C’est presque une descente aux enfers. Saphir Taïder connaît une passe très compliquée. Sans club et sans salaire depuis janvier 2021, l’ancien international algérien a poussé un cri de détresse sur Goal Arabic.

Le club doit lui payer 6 millions de dollars
Dans le football, ça va très vite. Certains choix peuvent mettre une carrière en péril. C’est ce qui est arrivé à Saphir Taïder. Le milieu de terrain a déclaré que sa signature à Al-Aïn FC (Arabie saoudite) lui a fait tout perdre. «J’ai perdu l’opportunité de retrouver la sélection. J’ai perdu mes rêves et mon ambition.»

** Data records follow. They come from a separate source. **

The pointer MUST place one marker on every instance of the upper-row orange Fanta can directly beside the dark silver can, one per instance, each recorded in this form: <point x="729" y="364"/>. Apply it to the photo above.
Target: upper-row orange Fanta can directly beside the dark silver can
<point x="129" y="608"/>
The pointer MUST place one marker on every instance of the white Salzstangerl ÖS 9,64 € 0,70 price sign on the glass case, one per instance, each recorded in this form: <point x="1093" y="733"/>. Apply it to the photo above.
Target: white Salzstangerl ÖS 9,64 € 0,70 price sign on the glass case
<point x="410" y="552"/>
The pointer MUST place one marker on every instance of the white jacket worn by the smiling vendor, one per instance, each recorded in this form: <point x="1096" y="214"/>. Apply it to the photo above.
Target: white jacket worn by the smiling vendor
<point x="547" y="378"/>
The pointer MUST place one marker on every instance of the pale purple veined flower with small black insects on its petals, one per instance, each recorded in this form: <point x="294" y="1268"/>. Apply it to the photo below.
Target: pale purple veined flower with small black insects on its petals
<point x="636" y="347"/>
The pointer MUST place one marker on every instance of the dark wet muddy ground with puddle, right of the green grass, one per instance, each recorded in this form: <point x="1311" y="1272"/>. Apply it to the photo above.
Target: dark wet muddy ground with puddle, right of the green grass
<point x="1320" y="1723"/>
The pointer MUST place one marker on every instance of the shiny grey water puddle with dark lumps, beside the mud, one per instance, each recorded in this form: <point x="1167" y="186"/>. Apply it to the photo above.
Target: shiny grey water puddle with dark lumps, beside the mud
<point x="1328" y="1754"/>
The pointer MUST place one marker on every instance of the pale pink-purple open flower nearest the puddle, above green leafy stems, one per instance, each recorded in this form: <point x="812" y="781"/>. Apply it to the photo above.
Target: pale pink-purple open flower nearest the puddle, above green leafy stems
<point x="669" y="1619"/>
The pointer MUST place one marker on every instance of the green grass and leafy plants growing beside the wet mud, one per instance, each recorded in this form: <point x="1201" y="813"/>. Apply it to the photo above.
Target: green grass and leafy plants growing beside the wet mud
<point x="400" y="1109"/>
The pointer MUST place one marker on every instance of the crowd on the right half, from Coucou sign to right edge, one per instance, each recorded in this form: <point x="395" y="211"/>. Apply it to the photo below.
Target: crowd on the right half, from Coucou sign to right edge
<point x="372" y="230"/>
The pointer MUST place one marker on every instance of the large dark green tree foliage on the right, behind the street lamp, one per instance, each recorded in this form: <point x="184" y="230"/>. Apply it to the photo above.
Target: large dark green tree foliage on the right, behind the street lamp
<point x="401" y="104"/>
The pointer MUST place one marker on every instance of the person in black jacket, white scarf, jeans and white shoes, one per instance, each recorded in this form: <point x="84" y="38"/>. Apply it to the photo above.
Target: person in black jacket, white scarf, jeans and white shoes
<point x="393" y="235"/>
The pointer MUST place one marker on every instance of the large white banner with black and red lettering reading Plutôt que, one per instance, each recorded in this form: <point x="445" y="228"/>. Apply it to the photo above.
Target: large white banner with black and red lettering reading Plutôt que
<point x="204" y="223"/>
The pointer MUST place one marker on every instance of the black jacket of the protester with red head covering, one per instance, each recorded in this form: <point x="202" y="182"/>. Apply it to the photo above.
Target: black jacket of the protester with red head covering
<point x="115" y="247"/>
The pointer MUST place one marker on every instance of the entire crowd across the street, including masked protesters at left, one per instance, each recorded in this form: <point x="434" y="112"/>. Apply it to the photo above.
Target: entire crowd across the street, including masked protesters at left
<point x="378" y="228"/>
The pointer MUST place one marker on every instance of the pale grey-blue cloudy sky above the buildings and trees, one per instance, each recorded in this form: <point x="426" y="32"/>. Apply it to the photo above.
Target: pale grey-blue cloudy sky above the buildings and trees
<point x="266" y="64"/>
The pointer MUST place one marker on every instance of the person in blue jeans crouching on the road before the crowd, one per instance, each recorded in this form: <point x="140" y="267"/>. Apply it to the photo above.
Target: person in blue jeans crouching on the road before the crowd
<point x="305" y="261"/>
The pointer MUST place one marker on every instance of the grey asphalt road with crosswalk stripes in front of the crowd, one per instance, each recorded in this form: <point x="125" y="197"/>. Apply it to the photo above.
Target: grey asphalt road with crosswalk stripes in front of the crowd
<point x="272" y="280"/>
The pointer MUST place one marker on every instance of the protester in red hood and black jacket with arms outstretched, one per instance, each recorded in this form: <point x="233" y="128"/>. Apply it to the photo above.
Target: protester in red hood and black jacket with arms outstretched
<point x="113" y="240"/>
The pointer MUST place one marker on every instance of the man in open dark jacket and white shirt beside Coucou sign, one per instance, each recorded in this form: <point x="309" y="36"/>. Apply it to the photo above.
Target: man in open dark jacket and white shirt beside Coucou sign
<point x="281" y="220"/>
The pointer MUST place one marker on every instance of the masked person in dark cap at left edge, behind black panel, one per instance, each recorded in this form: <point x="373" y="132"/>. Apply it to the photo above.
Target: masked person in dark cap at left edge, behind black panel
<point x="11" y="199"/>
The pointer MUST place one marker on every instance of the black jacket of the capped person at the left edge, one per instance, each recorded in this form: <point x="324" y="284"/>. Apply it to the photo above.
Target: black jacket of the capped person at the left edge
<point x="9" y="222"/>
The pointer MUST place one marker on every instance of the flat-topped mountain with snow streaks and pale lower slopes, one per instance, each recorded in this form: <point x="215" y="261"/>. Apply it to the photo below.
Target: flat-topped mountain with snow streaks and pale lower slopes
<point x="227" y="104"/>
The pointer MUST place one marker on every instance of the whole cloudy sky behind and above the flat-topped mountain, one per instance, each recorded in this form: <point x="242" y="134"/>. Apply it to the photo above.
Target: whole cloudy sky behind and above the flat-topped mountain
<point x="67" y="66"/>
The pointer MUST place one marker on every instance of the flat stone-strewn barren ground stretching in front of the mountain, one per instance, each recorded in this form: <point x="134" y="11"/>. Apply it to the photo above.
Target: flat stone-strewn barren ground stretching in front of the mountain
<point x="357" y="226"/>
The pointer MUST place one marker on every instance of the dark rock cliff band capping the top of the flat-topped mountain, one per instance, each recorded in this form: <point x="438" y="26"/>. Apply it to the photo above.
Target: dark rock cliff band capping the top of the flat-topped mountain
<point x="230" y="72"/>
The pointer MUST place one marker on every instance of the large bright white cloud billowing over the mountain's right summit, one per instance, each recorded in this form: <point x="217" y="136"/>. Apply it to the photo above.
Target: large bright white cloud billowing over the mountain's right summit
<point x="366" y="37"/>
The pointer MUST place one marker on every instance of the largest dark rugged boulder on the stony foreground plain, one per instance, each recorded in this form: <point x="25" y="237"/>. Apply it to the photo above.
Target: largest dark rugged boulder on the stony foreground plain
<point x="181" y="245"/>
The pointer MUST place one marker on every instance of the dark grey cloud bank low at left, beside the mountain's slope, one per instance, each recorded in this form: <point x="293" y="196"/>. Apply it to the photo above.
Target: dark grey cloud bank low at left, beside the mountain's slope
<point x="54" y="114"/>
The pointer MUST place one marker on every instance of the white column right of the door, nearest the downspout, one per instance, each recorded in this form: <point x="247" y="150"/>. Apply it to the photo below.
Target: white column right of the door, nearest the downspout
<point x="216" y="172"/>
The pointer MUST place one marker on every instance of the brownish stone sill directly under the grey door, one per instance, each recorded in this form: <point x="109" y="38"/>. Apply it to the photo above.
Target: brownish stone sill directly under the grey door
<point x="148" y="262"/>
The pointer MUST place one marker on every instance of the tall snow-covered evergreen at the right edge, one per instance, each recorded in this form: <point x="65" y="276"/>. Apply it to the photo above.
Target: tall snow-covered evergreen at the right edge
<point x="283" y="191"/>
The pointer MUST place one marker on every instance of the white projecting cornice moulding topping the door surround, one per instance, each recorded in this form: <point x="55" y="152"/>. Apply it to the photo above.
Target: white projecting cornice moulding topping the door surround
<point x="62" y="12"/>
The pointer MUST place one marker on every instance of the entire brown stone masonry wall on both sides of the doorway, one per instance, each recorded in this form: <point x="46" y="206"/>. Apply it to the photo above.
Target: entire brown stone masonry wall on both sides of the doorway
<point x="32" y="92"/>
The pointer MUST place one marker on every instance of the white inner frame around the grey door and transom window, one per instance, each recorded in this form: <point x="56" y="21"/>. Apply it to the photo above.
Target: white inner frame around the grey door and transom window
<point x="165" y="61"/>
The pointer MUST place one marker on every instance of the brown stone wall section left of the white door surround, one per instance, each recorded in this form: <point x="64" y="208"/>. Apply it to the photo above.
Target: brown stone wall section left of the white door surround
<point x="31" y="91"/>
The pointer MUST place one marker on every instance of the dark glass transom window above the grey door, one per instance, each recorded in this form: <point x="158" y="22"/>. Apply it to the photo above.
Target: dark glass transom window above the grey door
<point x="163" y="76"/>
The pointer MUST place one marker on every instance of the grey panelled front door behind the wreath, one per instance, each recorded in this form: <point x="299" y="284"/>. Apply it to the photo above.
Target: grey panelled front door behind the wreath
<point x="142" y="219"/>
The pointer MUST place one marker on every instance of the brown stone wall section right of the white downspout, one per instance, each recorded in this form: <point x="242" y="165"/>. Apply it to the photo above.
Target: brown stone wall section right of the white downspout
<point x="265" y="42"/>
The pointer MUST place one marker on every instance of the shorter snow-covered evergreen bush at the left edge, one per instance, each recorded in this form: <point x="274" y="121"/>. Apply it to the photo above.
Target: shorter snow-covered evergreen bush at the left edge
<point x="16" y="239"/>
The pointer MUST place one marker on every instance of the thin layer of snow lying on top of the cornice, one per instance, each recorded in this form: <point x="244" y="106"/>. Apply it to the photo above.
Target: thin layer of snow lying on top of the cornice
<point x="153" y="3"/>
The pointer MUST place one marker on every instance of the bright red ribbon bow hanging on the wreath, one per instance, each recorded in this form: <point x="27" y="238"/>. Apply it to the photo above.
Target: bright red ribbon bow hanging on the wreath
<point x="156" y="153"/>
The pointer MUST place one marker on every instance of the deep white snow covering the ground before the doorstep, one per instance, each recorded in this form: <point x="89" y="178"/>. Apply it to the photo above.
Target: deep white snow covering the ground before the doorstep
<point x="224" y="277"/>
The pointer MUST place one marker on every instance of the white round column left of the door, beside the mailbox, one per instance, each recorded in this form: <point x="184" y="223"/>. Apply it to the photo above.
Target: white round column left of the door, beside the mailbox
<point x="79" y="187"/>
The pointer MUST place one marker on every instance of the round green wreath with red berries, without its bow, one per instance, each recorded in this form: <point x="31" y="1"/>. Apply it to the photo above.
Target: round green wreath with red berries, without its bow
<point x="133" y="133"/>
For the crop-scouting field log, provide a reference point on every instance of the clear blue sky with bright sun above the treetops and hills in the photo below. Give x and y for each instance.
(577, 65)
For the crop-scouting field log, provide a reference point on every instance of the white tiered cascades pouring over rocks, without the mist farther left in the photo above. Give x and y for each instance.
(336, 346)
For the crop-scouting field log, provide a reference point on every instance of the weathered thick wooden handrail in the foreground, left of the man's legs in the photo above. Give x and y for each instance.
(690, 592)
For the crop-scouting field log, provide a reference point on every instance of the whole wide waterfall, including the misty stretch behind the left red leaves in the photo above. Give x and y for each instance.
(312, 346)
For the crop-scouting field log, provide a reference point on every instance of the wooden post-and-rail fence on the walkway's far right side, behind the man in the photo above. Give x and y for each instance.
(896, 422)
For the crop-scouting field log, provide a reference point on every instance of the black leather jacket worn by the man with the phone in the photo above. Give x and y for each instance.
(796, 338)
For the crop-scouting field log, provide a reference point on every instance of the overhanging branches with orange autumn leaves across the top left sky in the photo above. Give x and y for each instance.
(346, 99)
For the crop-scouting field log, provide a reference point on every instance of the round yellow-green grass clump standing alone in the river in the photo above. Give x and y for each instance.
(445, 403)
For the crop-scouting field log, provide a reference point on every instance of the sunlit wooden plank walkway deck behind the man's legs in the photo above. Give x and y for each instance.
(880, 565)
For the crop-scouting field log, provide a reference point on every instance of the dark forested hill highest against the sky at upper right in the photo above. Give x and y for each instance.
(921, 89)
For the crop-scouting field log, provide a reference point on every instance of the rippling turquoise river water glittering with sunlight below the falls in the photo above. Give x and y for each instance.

Pourtant, tout semblait bien se dérouler. Arrivé en provenance de l’Impact Montréal (MLS), l’ancien joueur de l’Inter Milan et de Bologne FC a reçu les salaires de novembre et décembre puis… plus rien. Cela l’a contraint à saisir la FIFA pour percevoir son dû. Même s’il a obtenu gain de cause, les Saoudiens ne lui ont toujours pas versé le moindre dollar. On parle tout de même de mensualités cumulées à hauteur de 6 millions de dollars, représentant ses 3 années de contrat. Il faut savoir que la relation a été rompue depuis août dernier.

De la marge pour rebondir
Agé de 29 ans, celui qui compte 46 sélections (5 buts) avec le maillot de l’Algérie peut clairement se relancer et réaliser (pourquoi pas?) le souhait de retrouver un jour la tunique de l’EN. Néanmoins, pour l’instant, il vit des moments difficiles. En octobre 2019, Djamel Belmadi avait parlé de joueurs indésirables. Taïder ne pensait pas en être un. «Avec lui, j’ai toujours eu une superbe relation avec beaucoup de respect.
On s’est toujours apprécié, cela a été un plaisir d’aller en sélection sous ses ordres. J’ai toujours mouillé le maillot et j’ai été irréprochable et surtout, toujours, avec le sourire.
Je ne pense pas être concerné. Je le redis, la relation que j’ai pu avoir avec Belmadi a toujours était super», avait-il assuré.